Didn't the scenario rule in question receive errata to the effect that only defeated henchmen from a location deck should be placed under the card and contribute to Mammy's difficulty? Or am I just going crazy?
I cannot find any reference to it having been changed in the FAQ/Errata.

------------------------

http://www.boardgamegeek.com/article/14819138#14819138

firedale2002 wrote:
269Hawkmoon wrote:

The "instructed otherwise" reference in the rulebook means that unless something instructs you to do something different by particularly referencing what to do with "summoned cards" or that particular card by name. Them Ogres Ain't Right doesn't specifically mention summoned cards, so it isn't instructing you to do otherwise. (Some of that knowledge comes from S&S playtest.)

As for the specific question at hand, that it is only the henchman in the location decks and no any summoned henchman from Mammy or from barriers is confirmed here:
http://paizo.com/threads/rzs2qgzb?Them-Ogres-Aint-Right-and-summoned-henchm en

Also note that Mike mentions that as the only reason you don't loose every time, so that explains why you lost everytime.

First, it does specifically reference those cards because it specifically references defeated henchmen. It doesn't specifically reference non-summoned defeated henchmen, therefore it's a blanket reference of all defeated henchmen.

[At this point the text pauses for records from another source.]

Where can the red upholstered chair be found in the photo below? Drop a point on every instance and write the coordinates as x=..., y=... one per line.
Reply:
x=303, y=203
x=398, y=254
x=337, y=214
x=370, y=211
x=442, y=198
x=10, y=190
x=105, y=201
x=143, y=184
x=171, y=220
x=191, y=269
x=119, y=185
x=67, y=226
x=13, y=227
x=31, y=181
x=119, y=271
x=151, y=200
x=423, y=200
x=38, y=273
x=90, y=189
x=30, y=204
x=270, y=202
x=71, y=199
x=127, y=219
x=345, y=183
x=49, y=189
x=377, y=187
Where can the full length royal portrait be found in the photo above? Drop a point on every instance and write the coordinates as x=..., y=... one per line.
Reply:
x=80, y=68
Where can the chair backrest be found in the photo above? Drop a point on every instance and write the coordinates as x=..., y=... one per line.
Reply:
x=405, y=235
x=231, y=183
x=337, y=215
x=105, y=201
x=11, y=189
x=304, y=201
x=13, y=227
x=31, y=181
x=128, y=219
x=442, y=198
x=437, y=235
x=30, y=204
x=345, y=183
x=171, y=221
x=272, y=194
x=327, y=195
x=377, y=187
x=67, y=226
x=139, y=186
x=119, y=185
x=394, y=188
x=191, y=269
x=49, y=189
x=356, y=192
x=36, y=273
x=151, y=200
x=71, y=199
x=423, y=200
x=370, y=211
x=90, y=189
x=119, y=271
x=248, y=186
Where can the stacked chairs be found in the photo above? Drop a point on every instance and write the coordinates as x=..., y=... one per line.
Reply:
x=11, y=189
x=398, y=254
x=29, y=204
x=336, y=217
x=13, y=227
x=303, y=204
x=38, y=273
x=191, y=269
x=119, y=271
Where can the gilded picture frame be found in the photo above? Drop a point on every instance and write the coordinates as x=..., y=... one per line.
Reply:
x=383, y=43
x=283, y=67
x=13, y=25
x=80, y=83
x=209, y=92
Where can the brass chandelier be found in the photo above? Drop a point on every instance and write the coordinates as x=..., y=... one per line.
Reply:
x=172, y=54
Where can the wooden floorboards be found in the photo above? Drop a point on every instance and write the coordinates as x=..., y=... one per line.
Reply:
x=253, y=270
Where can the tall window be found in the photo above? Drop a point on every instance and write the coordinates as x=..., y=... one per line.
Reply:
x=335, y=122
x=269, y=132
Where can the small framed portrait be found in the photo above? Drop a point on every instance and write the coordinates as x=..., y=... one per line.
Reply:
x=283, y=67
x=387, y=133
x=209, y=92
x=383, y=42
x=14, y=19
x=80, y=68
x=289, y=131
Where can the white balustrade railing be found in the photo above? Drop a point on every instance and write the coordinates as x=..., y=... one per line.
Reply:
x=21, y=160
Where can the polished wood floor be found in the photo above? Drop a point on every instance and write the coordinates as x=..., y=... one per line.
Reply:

Not everyone has access to the S&S playtest documentation, testing results, or rules discussions, so using that information as a basis doesn't really help much, but the knowledge that it's there means hopefully a FAQ/Errata update will come soon concerning this.

That being said, I'm fine with the thread you posted, however, those rulings were made more than half a month ago yet a FAQ/Errata wasn't made outside of that thread. Added on top of that, a new version of the rulebook (V3) has come out, also leaving it up to 'unless instructed otherwise.' (That 'cannot go anywhere except back to the box' didn't make it into the FAQ/Errata nor did it make it into the rules even after that discussion, so it seems to me it was pointedly left out.)

I suppose the thread will have to do somewhat as an official response, but it really needs to be errata'd if this instance of 'instructed otherwise' doesn't count as 'instructed otherwise.' Otherwise, things are just going to get more confusing down the road when another thing like this happens.

If you're driving a car and are told to turn left unless instructed otherwise, then you turn left... and when someone says to turn right, then you normally turn right at the next turn, then continue turning left again after that. They don't have to say 'instead of turning left, turn right'.

It's a given that being told a different set of directions to follow overwrites the default directions to follow, especially if the default directions to follow include the directions that you may be instructed to do something else, and you should do the something else then.


The Rules wrote:

However, if you’re told to summon and encounter a card

that’s already in play, just imagine you have another copy of that card for the new encounter; this summoned copy ceases to exist at the end of the encounter.

Wouldn't this limit you to one of each summonable henchman type under the card? I assume that the first one is 'in play' under Mammy Graul and subsequent ones are copies, which disappear even if they do go under her.

Paizo Employee Chief Technical Officer

Summoned cards never go anywhere other than back in the box. Ever. I will see if I can figure out what was behind "banish it unless you’re instructed otherwise."


Vic Wertz wrote:
Summoned cards never go anywhere other than back in the box. Ever. I will see if I can figure out what was behind "banish it unless you’re instructed otherwise."

Thank you muchly for your response.

Paizo Employee Chief Technical Officer

It appears that "unless you're instructed otherwise" was something we put in for Skull & Shackles.... but that we ended up not actually needing anyway.

The rule should just say "After evading or resolving all checks against a summoned card, banish it."